Rente Teil 3, Rentencockpit
Rente: Durchblick statt Versprechungen!
An eine zeitgemäße Neuauflage diesen Tricks denken wohl Scholz & Nahles im Großen – und verschärfen damit die Lage für die Rentenversichrung, wenn es demographisch richtig ernst wird. Denn das tückische an Rentenpolitik: Die Versprechungen halten immer nur bis zum Wahltag – die Belastungen haben später Rentner und Beitragszahler auszulöffeln. Das macht Rentengetue in der Politik so beliebt: Jetzt den Mund voll nehmen – später zahlen lassen, wenn man selbst längst die fette Pension verzehrt: Die Anreize sind falsch gesetzt. Rentenpolitiker kennen die Tricks, wie man duscht, ohne nass zu werden. Lange hatte man daher versucht, eine „Rentenformel“ wie einen mathematischen Prozess ablaufen zu lassen, um zu verhindern, dass die Politiker auf der Jagd nach Wählerstimmen am System herumfummeln und es so zerstören. Diese Hoffnung ist – wie gesagt- spätestens seit dem „Rentenwahlkampf“ von 1976 obsolet, seither jagt eine „Reform“ die Nächste. Besser wurde es nicht.
Mit Rürup und Riester wird die Rente nicht fetter

Unter Gerhard Schröder wurde wenigstens mit der Illusion aufgeräumt, der Staat könne überhaupt noch mehr als ein Zubrot leisten und den Lebensstandard im Alter garantieren. Es war die Geburtsstunde der im Prinzip richtigen, dann aber durch allerlei Mischmasch verkorksten Riester- und Rürup-Rente.

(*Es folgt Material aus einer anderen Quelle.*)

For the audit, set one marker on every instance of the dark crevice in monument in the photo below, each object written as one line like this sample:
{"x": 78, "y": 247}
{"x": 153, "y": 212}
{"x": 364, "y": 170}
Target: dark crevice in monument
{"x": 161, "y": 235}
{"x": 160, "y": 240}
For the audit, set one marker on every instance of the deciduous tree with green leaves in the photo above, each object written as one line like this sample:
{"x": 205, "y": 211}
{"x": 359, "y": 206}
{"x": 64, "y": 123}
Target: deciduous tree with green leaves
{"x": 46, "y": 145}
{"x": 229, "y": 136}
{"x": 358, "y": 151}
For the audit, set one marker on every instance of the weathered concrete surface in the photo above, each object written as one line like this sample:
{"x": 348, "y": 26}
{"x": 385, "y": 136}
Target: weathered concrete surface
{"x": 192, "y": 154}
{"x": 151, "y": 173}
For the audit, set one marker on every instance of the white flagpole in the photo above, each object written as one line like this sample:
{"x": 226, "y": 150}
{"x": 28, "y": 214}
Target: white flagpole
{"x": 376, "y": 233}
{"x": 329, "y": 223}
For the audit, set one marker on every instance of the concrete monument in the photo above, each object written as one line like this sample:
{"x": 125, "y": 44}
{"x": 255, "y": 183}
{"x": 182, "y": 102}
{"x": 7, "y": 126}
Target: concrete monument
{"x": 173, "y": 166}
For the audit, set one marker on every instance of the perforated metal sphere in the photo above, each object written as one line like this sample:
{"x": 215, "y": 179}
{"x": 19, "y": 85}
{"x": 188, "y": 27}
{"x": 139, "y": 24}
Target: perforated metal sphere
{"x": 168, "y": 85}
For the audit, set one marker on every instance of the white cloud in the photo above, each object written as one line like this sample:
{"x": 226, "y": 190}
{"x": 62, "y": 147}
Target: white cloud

Deren Ende hat faktisch die Regierung Angela Merkel eingeläutet. Denn mit der unter ihr begonnen Null-Zinspolitik zur Euro-Rettung wurde Eigenvorsorge massiv erschwert. Riesterverträge, Lebensversicherungen, berufsständische Versorgungswerke und viele andere Vorsorgeformen basieren zu größten Teilen auf Zinspapieren – die nun keinen Ertrag mehr abwerfen. Nur durch Null-Zinsen lassen sich die bankrotten Staatshaushalte von Italien und anderen Südländern finanzieren; nur weil auch Berlin keine Zinsen mehr zahlt, ist die hochgelobte „Schwarze Null“ möglich. Die Quittung zahlen die, die vorsorgen. Jetzt hat ein Bericht der Bundesbank für berechtigte Aufregung gesorgt: Bedingt durch die Null-Zinsen wird das Privatvermögen der Deutschen in Form von Bargeld, Bankguthaben, Versicherungsansprüchen, Riesterrenten, Anleihen, aber auch in Form von Aktien und Fondsanteilen aufgefressen – um 0,8 Prozent in diesem Jahr. Wer spart, wird also bestraft. Hinter der Globalzahl verbergen sich unterschiedliche Entwicklungen: Erträge von Lebensversicherungen, Versorgungswerken und Sparbücher sinken stärker als diese 0,8 Prozent. Angesichts einer künstlich angeheizten Inflation durch die EZB, um eine wirtschaftliche Scheinblüte zu erzeugen, geht es noch schneller bergab: 2 Prozent Inflation fressen die Kaufkraft des Ersparten auf. Aktionäre können bei guter Wahl ihrer Anlage noch im Plus liegen – aber auch ihre Kurse sinken.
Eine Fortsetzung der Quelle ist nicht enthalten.